CFD investigation on thermal hydraulics of the double-wall bayonet tube heat exchanger in CLEAR-S facility

Abstract

The double-wall bayonet tube type heat exchanger design can monitor and mitigate the occurrence of Steam Generator Tube Rupture (SGTR) accidents, which is one of the most important accidents of GEN-Ⅳ lead-cooled Fast Reactor (LFR). The lead-based reactor engineering validation facility CLEAR-S will be used for the integrated testing and verification of the megawatt-level double-wall bayonet tube heat exchanger. In this study, the Shear Stress Transport turbulence model (SSTk-ω) was used to pre-simulate the thermal characteristics of the CLEAR-S double-wall bayonet tube heat exchanger before the experiment.
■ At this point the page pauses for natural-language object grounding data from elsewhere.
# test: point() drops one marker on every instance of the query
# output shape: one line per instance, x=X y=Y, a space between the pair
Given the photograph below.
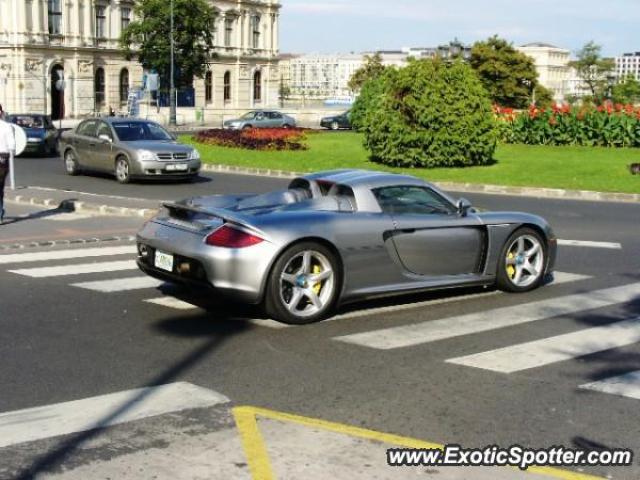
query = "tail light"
x=230 y=237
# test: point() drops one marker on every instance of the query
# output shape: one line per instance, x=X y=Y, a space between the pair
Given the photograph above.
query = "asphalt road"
x=61 y=341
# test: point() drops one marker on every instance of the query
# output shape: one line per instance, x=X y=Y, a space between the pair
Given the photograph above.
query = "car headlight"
x=144 y=155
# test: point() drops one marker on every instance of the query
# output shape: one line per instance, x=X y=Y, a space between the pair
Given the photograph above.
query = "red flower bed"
x=255 y=138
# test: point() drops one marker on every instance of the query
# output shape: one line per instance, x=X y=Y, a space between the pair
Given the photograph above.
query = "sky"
x=328 y=26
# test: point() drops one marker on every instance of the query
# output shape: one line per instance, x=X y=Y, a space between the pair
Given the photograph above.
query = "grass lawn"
x=574 y=168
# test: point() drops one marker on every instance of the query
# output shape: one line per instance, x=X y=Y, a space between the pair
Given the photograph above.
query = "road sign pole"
x=12 y=177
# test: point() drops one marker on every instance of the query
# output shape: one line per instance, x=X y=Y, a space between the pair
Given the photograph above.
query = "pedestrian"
x=7 y=148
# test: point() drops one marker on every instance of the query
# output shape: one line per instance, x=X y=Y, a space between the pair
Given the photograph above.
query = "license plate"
x=164 y=261
x=178 y=167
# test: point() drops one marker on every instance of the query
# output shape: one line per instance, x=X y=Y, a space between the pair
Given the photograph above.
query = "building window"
x=227 y=86
x=257 y=86
x=124 y=86
x=55 y=17
x=99 y=88
x=125 y=18
x=255 y=24
x=101 y=21
x=208 y=87
x=228 y=31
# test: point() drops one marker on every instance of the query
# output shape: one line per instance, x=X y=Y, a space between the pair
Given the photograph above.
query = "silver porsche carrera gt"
x=339 y=236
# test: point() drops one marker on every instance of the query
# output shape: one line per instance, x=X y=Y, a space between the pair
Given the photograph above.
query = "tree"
x=508 y=75
x=430 y=114
x=593 y=70
x=371 y=69
x=627 y=90
x=149 y=38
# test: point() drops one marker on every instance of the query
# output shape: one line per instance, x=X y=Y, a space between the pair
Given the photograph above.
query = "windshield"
x=137 y=131
x=28 y=121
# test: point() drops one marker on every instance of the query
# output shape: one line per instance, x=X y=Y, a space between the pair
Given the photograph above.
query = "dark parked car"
x=42 y=136
x=337 y=122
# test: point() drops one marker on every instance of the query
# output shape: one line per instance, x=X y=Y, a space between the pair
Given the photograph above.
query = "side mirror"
x=464 y=206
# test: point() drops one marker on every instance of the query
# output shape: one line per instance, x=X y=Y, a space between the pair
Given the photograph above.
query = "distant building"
x=43 y=40
x=628 y=64
x=326 y=76
x=552 y=65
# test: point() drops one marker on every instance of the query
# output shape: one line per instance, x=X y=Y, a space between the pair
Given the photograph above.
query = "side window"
x=411 y=200
x=87 y=129
x=104 y=129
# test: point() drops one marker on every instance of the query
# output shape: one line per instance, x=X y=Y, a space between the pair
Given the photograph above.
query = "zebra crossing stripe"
x=37 y=423
x=66 y=270
x=627 y=385
x=120 y=284
x=554 y=349
x=66 y=254
x=171 y=302
x=434 y=330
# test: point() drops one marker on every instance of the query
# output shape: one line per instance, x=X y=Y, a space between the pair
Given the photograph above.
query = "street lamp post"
x=172 y=87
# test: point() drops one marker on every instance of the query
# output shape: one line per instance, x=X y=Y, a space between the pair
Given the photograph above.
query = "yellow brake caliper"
x=317 y=286
x=511 y=270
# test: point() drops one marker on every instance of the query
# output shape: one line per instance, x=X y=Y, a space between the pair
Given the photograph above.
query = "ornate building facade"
x=46 y=44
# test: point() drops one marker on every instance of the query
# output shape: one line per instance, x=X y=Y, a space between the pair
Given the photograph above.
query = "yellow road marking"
x=258 y=458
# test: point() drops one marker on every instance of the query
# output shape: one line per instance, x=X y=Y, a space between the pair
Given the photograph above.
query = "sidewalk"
x=83 y=202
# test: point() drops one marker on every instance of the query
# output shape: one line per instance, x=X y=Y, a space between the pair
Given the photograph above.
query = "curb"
x=82 y=207
x=59 y=243
x=558 y=193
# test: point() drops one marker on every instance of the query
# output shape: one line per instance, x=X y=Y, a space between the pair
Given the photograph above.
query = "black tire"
x=278 y=290
x=506 y=276
x=123 y=170
x=71 y=165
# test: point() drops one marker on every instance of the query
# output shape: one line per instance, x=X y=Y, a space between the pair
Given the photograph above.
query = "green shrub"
x=604 y=126
x=429 y=114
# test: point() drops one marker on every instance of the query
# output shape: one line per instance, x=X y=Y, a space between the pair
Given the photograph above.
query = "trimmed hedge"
x=606 y=126
x=255 y=138
x=429 y=114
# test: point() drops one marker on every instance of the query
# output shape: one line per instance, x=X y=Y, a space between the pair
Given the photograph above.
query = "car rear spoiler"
x=225 y=215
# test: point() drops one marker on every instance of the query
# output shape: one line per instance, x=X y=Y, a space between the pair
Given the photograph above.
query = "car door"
x=101 y=152
x=430 y=237
x=81 y=140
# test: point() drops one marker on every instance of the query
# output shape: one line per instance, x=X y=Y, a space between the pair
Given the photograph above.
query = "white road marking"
x=434 y=330
x=65 y=270
x=580 y=243
x=627 y=385
x=120 y=284
x=171 y=302
x=66 y=254
x=554 y=349
x=96 y=412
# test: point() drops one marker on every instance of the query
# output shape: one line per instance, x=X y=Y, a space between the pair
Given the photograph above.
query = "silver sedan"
x=128 y=148
x=261 y=119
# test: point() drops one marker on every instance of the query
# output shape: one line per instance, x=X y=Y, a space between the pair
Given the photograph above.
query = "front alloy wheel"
x=303 y=285
x=523 y=262
x=123 y=175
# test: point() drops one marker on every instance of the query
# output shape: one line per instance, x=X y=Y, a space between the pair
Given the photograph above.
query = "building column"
x=88 y=23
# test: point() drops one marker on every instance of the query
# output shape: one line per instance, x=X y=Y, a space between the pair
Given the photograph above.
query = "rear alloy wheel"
x=304 y=284
x=522 y=262
x=71 y=164
x=123 y=173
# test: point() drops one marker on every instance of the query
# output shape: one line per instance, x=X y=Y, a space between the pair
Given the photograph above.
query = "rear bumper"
x=237 y=273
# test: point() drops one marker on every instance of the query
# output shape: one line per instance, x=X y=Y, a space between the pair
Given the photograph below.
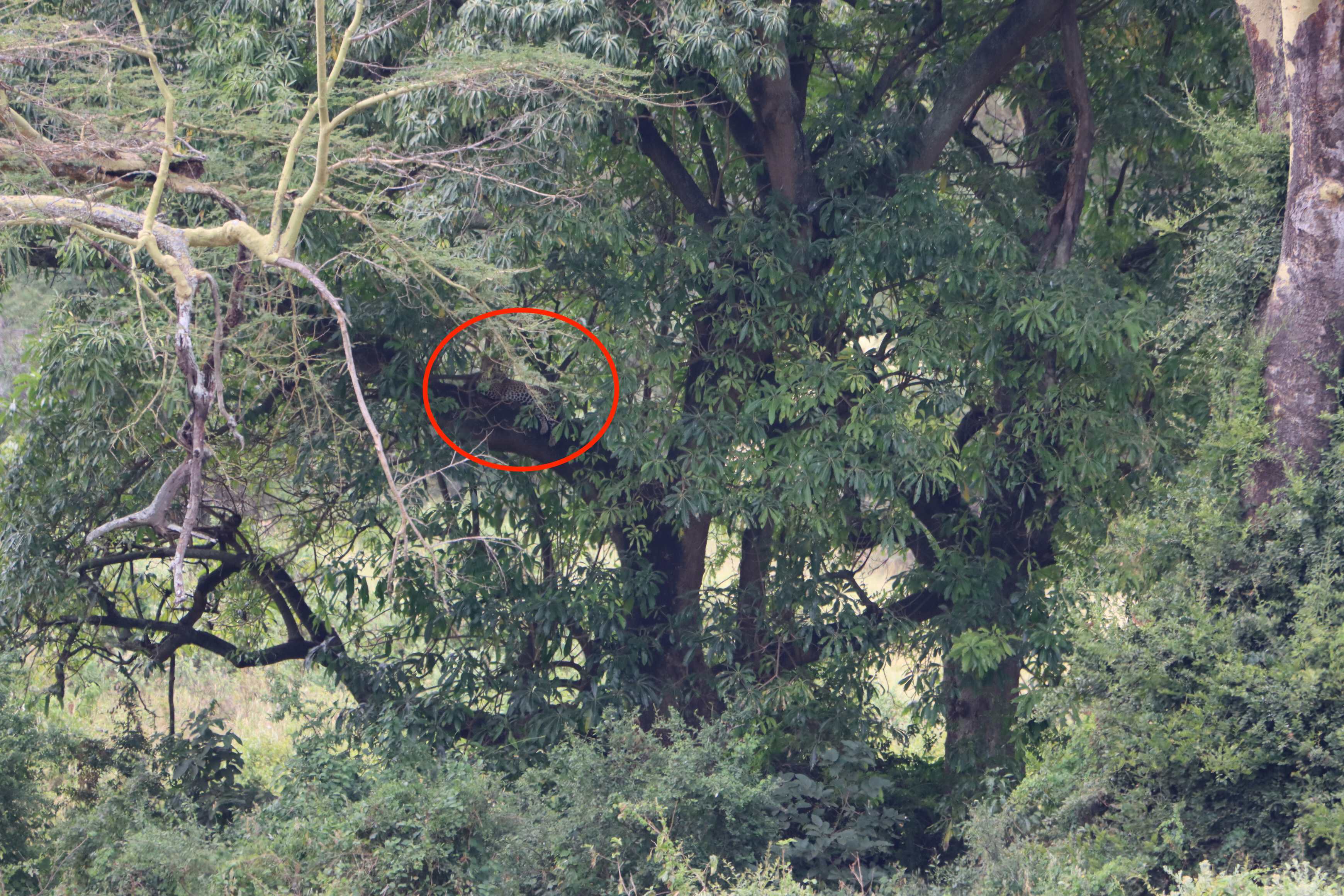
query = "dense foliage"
x=935 y=328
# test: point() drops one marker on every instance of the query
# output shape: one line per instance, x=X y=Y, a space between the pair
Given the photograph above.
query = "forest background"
x=971 y=520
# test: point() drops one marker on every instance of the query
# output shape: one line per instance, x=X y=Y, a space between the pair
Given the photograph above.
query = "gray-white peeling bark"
x=1264 y=23
x=1304 y=316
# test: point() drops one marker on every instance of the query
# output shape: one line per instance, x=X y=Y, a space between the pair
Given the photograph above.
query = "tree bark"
x=1304 y=315
x=980 y=711
x=1264 y=23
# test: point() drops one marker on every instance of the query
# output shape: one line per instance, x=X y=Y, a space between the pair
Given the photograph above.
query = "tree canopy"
x=884 y=281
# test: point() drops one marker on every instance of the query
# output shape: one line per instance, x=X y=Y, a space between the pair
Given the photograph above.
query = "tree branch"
x=675 y=175
x=988 y=64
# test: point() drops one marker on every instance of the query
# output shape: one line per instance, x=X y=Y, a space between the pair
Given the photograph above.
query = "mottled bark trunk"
x=1264 y=23
x=980 y=711
x=1304 y=314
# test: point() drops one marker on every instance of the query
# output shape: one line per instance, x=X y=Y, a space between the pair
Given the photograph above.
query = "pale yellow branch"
x=170 y=128
x=287 y=174
x=19 y=126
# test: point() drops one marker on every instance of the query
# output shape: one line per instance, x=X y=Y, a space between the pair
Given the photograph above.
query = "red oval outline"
x=611 y=363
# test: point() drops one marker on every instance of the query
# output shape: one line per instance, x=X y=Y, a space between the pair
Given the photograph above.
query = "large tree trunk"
x=980 y=711
x=1264 y=23
x=1304 y=315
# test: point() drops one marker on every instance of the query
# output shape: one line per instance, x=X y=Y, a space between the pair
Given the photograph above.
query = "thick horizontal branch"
x=991 y=61
x=675 y=174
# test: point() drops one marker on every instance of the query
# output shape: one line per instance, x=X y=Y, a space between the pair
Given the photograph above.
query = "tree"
x=1297 y=62
x=876 y=284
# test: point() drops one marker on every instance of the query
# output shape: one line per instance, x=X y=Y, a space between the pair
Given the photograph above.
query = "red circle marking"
x=611 y=363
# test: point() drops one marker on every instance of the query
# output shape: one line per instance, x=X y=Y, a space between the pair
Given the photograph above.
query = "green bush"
x=26 y=746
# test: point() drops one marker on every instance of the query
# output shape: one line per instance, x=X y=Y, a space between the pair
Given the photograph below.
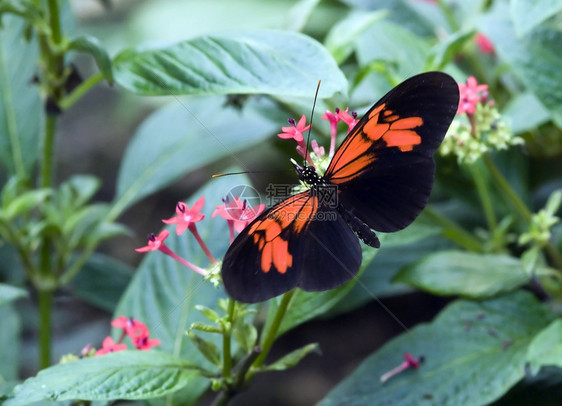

The verification shows that the numerical simulation results of the single bayonet tube structure are in good agreement with the RELAP5 simulation results and experimental data from CLEAR-S. CFD analysis reveals that the non-effective heat exchange area will preheat the liquid water on the side of the tube, so that the overall heat exchange performance decreases by about 4%. The heat conduction of the powder interlayer is the largest heat transfer resistance, which weakened the influence of the lead-bismuth eutectic (LBE) side flow and temperature inhomogeneity on the heat transfer of the tube bundle and significantly reduced the wall radial temperature difference of each bayonet tube. The conclusions of this study can provide a reference for the experiment and design of double-wall bayonet tube heat exchangers.